Separated from her husband, Sana (Eye Haïdara) is left scrambling for an alternative. The twins propose a solution: why not spend the holidays at the luxurious villa their paternal grandparents own on the French Riviera? For Sana, the idea is fraught with doubts. Is it appropriate for her to go there now that she is divorced? Should she inform her ex-husband or, perhaps more prudently, avoid telling him altogether? What she decides is both daring and evasive: she will take the children, along with a “friend” (Jules Waringo), to the villa—but secretly, without letting anyone notice they are staying there.

This decision demands a certain discretion. No loud noises, few lights on at night, a general air of invisibility. At first, the plan works surprisingly well. The twins swim in the sea, play on the beach, and enjoy what seems to be the dream vacation. And when the family crosses paths with acquaintances, the encounters pass smoothly: everyone knows them, so their presence in the house goes unquestioned. For a while, the summer idyll holds.

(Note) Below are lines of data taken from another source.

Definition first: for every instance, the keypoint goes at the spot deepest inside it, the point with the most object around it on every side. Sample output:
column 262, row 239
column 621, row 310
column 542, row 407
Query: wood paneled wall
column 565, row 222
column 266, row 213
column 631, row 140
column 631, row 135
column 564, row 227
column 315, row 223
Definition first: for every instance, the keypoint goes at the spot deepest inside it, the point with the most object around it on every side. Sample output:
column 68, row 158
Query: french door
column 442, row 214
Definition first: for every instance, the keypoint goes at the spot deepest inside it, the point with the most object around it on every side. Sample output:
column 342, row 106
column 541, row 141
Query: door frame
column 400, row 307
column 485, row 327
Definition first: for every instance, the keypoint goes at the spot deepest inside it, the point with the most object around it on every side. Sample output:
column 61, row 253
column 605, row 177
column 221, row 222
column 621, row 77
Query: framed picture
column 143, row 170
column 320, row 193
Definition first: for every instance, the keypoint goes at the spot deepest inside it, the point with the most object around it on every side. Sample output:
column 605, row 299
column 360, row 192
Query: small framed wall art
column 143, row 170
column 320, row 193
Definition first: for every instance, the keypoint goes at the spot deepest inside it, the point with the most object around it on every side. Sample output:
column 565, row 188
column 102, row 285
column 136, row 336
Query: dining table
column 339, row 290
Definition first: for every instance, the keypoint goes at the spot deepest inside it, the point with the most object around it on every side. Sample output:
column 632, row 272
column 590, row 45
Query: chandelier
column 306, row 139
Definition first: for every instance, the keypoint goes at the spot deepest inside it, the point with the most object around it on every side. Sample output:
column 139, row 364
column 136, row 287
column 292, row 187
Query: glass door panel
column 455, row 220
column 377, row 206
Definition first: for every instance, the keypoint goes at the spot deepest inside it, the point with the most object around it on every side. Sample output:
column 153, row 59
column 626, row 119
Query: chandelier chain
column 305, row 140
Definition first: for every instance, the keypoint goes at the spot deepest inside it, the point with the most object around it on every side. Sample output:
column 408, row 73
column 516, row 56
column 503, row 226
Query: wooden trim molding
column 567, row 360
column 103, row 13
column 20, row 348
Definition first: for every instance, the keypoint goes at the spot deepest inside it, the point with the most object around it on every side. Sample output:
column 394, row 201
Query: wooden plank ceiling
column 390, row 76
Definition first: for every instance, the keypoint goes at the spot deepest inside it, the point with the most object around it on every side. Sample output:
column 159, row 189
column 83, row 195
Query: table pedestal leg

But inevitably, cracks appear. The children push the limits of discretion, a prickly neighbor (played with characteristic intensity by Damien Bonnard) begins to ask questions, and the secret holiday starts to feel less like an escape and more like an intrusion. The atmosphere shifts, gently but unmistakably, from lighthearted to uneasy.

The deeper tension, however, lies within the family itself. The twins are still struggling to fully accept their parents’ separation, and one of them soon realizes that “mom’s friend” is not merely a friend. That discovery unsettles their fragile equilibrium and opens new wounds. Between the pressures of being discovered in the villa and the slow unraveling of family secrets, Six Days in Spring transforms from a serene getaway in a paradise setting into a fragile coming-of-age tale, one that signals—especially for the children—the end of a certain innocence.

Lafosse, the director of Our Children, A Silence, and The Restless (which premiered in competition at Cannes in 2021), has established himself as a specialist in tense family dramas, stories that combine intimacy with undercurrents of unease and suspense. Six Days in Spring may be a smaller, quieter film than some of his earlier works, but the thematic core is unmistakably his. Once again, he probes the difficult negotiations of love, separation, and trust, and continues to explore the many ways—sometimes fragile, sometimes improvised—in which families can be built.